Signal processing approaches for power quality disturbance classification: A comprehensive review
Madgula Satyanrayana, Venkataramana Veeramsetty, Durgam Rajababu
Abstract
This paper discusses various investigative methods for power quality disturbance (PQ) classification, and these issues have become more severe as a result of the transition from centralized to distributed power generation, mostly because of the incorporation of modern grid technologies and renewable energy sources (RES).

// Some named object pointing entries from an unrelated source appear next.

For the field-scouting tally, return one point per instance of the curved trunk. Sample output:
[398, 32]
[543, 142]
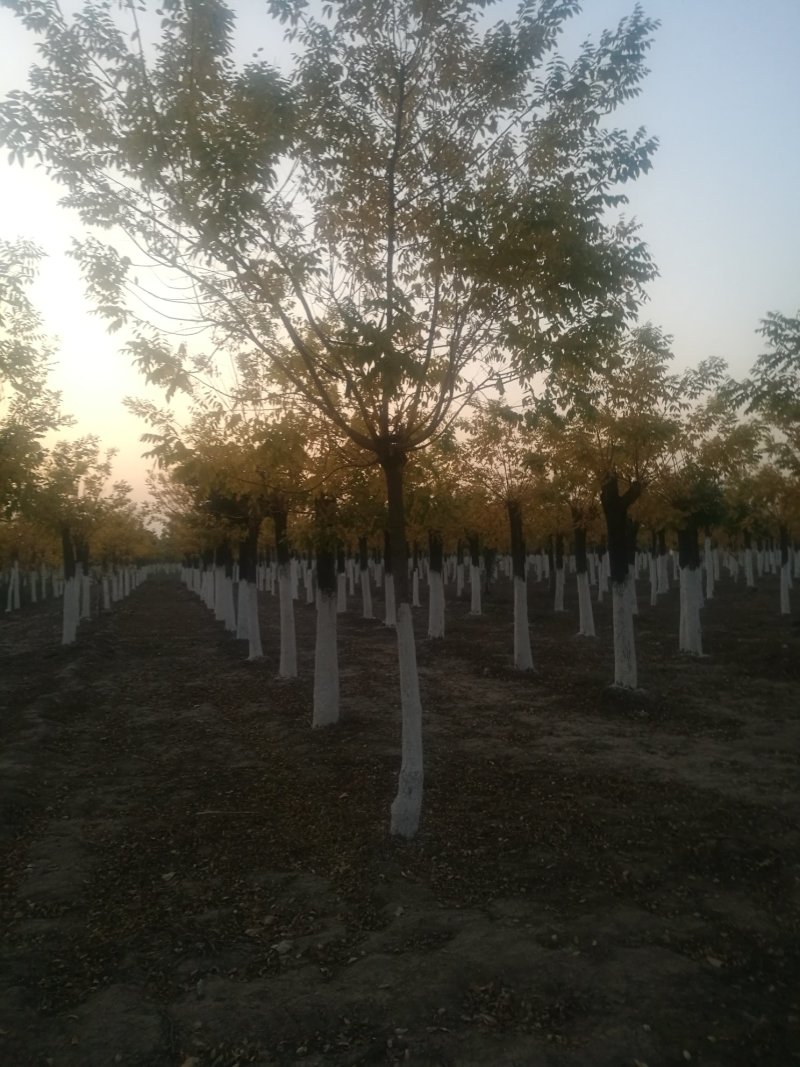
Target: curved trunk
[523, 653]
[475, 576]
[625, 668]
[586, 616]
[614, 507]
[249, 591]
[690, 635]
[435, 587]
[408, 805]
[364, 579]
[785, 571]
[325, 652]
[288, 663]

This study presents a comprehensive review of signal processing methods, such as Fourier transform (FT) methods and their advanced derivatives, such as Short Time Fourier Transform (STFT), Wavelet Transform (WT), and Discrete Wavelet Transform (DWT), which are reviewed for the analysis and diagnosis of PQ problems. It highlights the strengths and limitations of these techniques, focusing on their effectiveness in addressing non-stationary signal disruptions such as voltage sags, swells, harmonics, and transients. This paper underscores the superiority of notch filters and DWT in handling time-frequency localization, making it essential for real-time PQ disturbance classification in dynamic power systems. This work contributes to enhancing the reliability and stability of modern power systems surrounded by evolving PQ challenges. • Mathematical modelings of various PQ issues discussed. • Literature on PQ issues and diagnosis methods are discussed.